MARTINIQUE, TERRE! ARRIVÉE SPORTIVE AU MARIN

Vers 2 heures du matin, j’ai pris mon quart avec Sébastien. Je regarde le ciel, je mets le ciré ou non ? Il fait tellement bon que je décide de barrer en T-shirt… erreur !

Le vent va commencer à grimper dans les nœuds surtout sous les grains et la mer grossir.

A 3 heures du mat, je me prends mon premier grain tropical.

Un gros nuage noir arrive, la température chute immédiatement, la pluie tombe et le vent passe immédiatement à 30 nœuds. En 10 secondes, je suis trempé et c’est rodéo à la barre. Manue, Martin et Julien viennent me rejoindre.

Le bateau percute une vague qui déferle au niveau de l’étrave et avale tout le bateau jusqu’à moi. Trempé de chez Trempé. Voilà 3 fois que Martin se faisait tremper par moi involontairement. Les grains vont s’enchaîner et le vent va enfin basculer au Nord-Est, ce qui nous aide.

Manue va vivre pendant 15 minutes, avec Julien, un grain “ blanc ” où la pluie tombe à l’horizontale sous forme de grosses gouttes avec un vent à 40 nœuds. Ils réussiront à deux à mettre le second ris.
Finalement, nous apercevrons la terre vers 5 heures du matin et l’arrivée sur Le Marin se fera par 35 nœuds de vent et 2 mètres de creux. Manu relayera Luc à la barre, fatigué par ses 2 heures de barre.

Nous devons être extrêmement vigilants car il y a beaucoup de filets dans la passe et à l’entrée du chenal. C’est l’anarchie, bienvenue aux Antilles.

Le chenal du Marin nous fait passer loin de la plage des Salines (superbe plage de sable blanc et cocotiers) et de la mangrove.

Et là, au poste à essence, nous retrouvons Zouk dont nous étions sans nouvelles depuis 3 jours. Ils sont arrivés hier soir.
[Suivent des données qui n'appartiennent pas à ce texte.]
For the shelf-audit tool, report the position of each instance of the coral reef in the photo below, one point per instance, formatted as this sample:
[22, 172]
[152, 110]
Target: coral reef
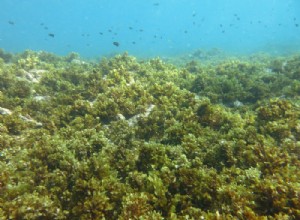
[129, 139]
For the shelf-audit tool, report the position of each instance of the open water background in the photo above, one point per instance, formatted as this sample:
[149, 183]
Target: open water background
[149, 28]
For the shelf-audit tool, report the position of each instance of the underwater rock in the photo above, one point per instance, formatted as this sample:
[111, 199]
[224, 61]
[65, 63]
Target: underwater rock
[5, 111]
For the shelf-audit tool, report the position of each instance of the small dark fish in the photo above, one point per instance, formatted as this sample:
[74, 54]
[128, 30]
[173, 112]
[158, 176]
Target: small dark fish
[116, 43]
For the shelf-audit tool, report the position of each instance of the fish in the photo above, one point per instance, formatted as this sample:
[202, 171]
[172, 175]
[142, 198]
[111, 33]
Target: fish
[115, 43]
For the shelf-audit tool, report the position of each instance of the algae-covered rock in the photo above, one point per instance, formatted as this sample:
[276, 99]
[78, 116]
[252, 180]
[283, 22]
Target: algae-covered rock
[213, 138]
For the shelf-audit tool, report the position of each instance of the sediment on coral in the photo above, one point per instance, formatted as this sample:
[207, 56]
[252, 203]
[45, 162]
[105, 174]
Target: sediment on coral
[145, 139]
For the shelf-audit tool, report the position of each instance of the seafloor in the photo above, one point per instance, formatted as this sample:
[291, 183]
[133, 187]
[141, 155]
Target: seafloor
[204, 136]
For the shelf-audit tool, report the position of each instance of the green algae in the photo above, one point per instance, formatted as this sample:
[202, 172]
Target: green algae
[129, 139]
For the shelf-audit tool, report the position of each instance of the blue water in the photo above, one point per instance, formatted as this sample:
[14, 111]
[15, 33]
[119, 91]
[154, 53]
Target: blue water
[149, 28]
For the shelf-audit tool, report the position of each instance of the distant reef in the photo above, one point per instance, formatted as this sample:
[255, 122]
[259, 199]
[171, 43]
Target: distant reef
[205, 136]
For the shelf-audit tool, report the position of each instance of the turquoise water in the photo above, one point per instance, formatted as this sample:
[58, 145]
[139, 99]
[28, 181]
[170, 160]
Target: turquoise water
[149, 28]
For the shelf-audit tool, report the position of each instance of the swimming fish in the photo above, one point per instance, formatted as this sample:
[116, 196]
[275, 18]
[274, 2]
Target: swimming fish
[116, 43]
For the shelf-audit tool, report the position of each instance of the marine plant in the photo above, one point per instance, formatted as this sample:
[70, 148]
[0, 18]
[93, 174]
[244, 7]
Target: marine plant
[145, 139]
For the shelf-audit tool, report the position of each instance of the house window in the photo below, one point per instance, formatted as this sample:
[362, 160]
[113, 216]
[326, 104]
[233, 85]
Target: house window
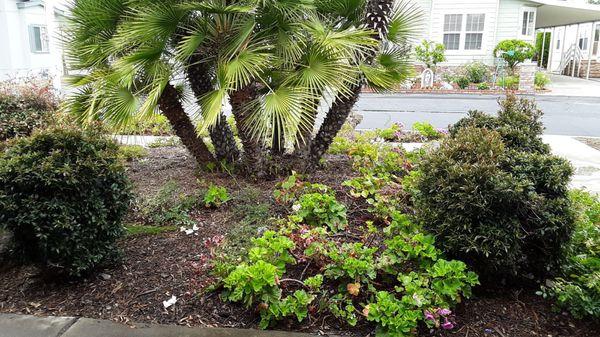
[38, 38]
[528, 22]
[474, 28]
[583, 43]
[452, 29]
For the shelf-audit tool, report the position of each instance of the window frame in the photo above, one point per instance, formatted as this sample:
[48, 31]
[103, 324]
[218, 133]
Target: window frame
[474, 32]
[531, 12]
[44, 39]
[463, 32]
[454, 32]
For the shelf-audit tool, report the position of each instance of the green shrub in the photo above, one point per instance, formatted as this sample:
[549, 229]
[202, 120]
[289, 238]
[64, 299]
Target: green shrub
[578, 288]
[545, 42]
[354, 276]
[476, 72]
[321, 209]
[519, 123]
[483, 86]
[541, 80]
[215, 196]
[462, 81]
[430, 53]
[24, 106]
[508, 82]
[493, 200]
[514, 51]
[427, 130]
[63, 195]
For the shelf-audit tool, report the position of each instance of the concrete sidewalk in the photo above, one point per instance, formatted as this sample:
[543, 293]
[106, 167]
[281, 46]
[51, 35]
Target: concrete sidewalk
[561, 85]
[585, 159]
[31, 326]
En faisant le plein du bateau, nous nous apercevons que le moteur aura consommé à peine 3 litres à l’heure.
Le service du port nous place sur un ponton, Manu range Alizé et nous posons le pied sur la terre à 10 heures du matin.

Yannick pourra finalement prendre son avion à temps.

Aussitôt amarré, nous nous activons à nettoyer et ranger le bateau sous un soleil de plomb et avant le coucher du soleil : 17 h 30.

Il y a du boulot car le bateau est un peu “sale” notamment sous les planchers.
Nous allons passer 6 heures à tout faire et en suant comme des bœufs.
Tout l’équipage est au travail avec plus ou moins d’engagement.

Zouk nous propose de dîner ensemble dans une paillote sur la plage où l’on sert des acras, brochettes de lambi (coquillage), chatrou (pieuvre) et du planteur.

A minuit, tout le monde dort au bateau sauf Julien et Martin qui sont partis à Saint-Pierre.